Smaller size, bigger impact: ProfilePrint rolls out Mini Beluga to bring AI-based coffee testing to smaller players

Mini Beluga
The Mini Beluga is the company’s most recent offering. It is smaller, lighter, more portable, and affordable. (ProfilePrint)

ProfilePrint has rolled out its Mini Beluga analyser to give smaller coffee producers, cooperatives and roasters access to AI-powered tools for rapid and objective coffee quality assessment.

The company’s earlier products include the Beluga and the Orca, which were designed primarily for enterprises intended for lab or facility-based use.

The Mini Beluga is the company’s most recent offering. It is smaller, lighter, more portable, and affordable.

“We stripped down some of the AI tools and made it more curated, so it could serve users who need less complexity but still need reliable quality data,” said Nicolette Yeo, head of marketing, Profileprint.

Profileprint is a Singapore-based company founded by CEO Alan Lai. The latest move is part of the company’s broader effort to lower barriers to make AI-powered quality assessment more accessible to smaller businesses across the coffee value chain.

“Over the years, we kept hearing the same thing from prospects: they loved what we do and could really use it, but they simply couldn’t afford a $25,000 solution. The bigger need wasn’t just portability, it was affordability,” Yeo told AgTechNavigator.

“We had to create something that could serve a different segment of the market, particularly smaller coffee producers, cooperatives, traders and roasters. This is about giving smaller players the tools to assess quality quickly so they can make better decisions across the supply chain.”

The Mini Beluga measures approximately 21 centimetres in height and weighs at around 1.3 kilograms According to Yeo, it is small enough to be balanced on a person’s palm.

“By making it smaller, lighter and more affordable, it can be used anywhere our customers need it, whether that’s on a farm, at a factory or at a warehouse,” said Yeo.

Standardising quality

By broadening accessibility, ProfilePrint is attempting to address quality misalignment across coffee supply chains.

“One of the problems, not just in the coffee industry but across many food ingredient verticals, is that how someone perceives quality can be very different from another person. It’s this misalignment of quality standards that causes issues, whether it’s rejected shipments or disputes further down the supply chain,” said Yeo.

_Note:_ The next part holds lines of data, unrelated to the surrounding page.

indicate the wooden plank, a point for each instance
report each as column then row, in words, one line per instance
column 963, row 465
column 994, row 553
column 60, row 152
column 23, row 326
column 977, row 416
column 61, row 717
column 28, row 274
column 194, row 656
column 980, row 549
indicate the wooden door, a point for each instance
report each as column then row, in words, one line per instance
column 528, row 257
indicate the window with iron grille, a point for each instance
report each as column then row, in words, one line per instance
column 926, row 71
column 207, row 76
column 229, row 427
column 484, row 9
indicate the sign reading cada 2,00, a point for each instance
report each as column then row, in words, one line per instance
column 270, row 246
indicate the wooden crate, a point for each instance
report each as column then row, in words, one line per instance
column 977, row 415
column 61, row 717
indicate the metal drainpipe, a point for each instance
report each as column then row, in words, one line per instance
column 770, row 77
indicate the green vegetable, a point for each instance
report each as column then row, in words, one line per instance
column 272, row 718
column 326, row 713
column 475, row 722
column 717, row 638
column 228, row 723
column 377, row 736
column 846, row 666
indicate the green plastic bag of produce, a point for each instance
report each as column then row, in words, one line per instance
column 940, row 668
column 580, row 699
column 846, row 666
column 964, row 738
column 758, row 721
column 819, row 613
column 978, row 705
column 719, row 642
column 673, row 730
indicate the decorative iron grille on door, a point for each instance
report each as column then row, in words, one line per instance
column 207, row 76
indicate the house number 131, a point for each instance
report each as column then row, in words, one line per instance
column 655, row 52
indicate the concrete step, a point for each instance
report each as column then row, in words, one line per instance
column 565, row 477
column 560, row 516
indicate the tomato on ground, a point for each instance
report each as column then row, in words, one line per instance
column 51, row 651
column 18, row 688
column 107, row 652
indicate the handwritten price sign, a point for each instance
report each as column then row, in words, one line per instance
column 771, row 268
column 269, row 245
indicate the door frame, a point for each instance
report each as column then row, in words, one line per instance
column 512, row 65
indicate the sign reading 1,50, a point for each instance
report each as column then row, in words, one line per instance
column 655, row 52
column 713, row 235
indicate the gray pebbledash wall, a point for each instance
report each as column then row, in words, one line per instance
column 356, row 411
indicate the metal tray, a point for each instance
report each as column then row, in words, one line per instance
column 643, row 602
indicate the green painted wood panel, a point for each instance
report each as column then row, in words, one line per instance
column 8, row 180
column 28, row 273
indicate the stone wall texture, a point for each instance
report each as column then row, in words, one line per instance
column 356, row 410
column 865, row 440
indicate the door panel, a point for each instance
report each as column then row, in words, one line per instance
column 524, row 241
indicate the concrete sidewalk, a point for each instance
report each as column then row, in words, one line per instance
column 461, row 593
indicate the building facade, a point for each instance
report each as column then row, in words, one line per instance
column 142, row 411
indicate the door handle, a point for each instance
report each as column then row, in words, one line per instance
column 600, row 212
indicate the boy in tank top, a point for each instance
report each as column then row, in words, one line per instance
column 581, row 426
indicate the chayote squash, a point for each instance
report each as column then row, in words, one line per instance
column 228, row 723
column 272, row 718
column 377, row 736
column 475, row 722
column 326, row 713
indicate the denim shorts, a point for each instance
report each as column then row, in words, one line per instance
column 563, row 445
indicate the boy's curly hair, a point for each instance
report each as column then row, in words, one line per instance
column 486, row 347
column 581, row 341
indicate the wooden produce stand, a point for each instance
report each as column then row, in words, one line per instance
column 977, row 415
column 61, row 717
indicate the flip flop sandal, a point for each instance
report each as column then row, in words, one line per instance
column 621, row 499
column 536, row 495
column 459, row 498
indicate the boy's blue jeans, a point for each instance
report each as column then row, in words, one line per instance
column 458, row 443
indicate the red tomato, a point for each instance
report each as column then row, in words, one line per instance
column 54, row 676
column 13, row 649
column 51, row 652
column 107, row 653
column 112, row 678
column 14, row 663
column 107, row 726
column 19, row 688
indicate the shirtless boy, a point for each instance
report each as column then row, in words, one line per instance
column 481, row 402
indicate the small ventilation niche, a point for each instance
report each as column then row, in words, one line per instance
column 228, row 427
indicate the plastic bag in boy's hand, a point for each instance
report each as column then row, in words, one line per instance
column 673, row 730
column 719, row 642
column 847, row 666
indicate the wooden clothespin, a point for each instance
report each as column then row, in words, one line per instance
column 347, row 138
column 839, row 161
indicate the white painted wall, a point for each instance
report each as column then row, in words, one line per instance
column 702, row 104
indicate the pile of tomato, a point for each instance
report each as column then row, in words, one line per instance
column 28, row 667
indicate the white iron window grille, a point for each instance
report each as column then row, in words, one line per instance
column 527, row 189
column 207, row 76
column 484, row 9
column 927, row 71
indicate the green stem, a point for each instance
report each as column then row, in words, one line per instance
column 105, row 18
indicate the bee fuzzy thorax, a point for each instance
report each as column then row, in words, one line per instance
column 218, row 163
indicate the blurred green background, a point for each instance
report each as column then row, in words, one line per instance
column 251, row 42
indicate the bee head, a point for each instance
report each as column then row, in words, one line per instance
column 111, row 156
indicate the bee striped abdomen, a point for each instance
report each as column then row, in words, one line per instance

The Mini Beluga is designed to help reduce those gaps by allowing both sellers and buyers to assess coffee quality using the same parameters at different stages of a transaction.

With the device, producers can objectively profile their beans before sale, while buyers can verify that incoming shipments, overall improving transparency, consistency and trust across the supply chain.

Not replacing humans

Yeo emphasised that its tools are positioned as a tool to support decision-making rather than a replacement for human expertise.

“We don’t want AI to replace people. That’s not what we’re trying to do. We don’t tell you whether something is good or bad. We tell you objectively and consistently what it is, and then you decide.”

Profileprint will focus on pushing out the Mini Beluga in the coffee sector where the Specialty Coffee Association (SCA) scoring is already standardised and widely understood.

“With coffee, it’s a lot easier for us to work with because there is an industry-known and widely adopted way of scoring quality, which is the SCA framework. Everybody in the coffee industry is familiar with SCA scores, so it gives us a clear reference point,” said Yeo.

In contrast, other sectors such as tea lack a single, industry-wide quality standard, with grading often varying by region, company or buyer preference.

For other sectors, the company offers custom models and custom standards specific to each company or buyer.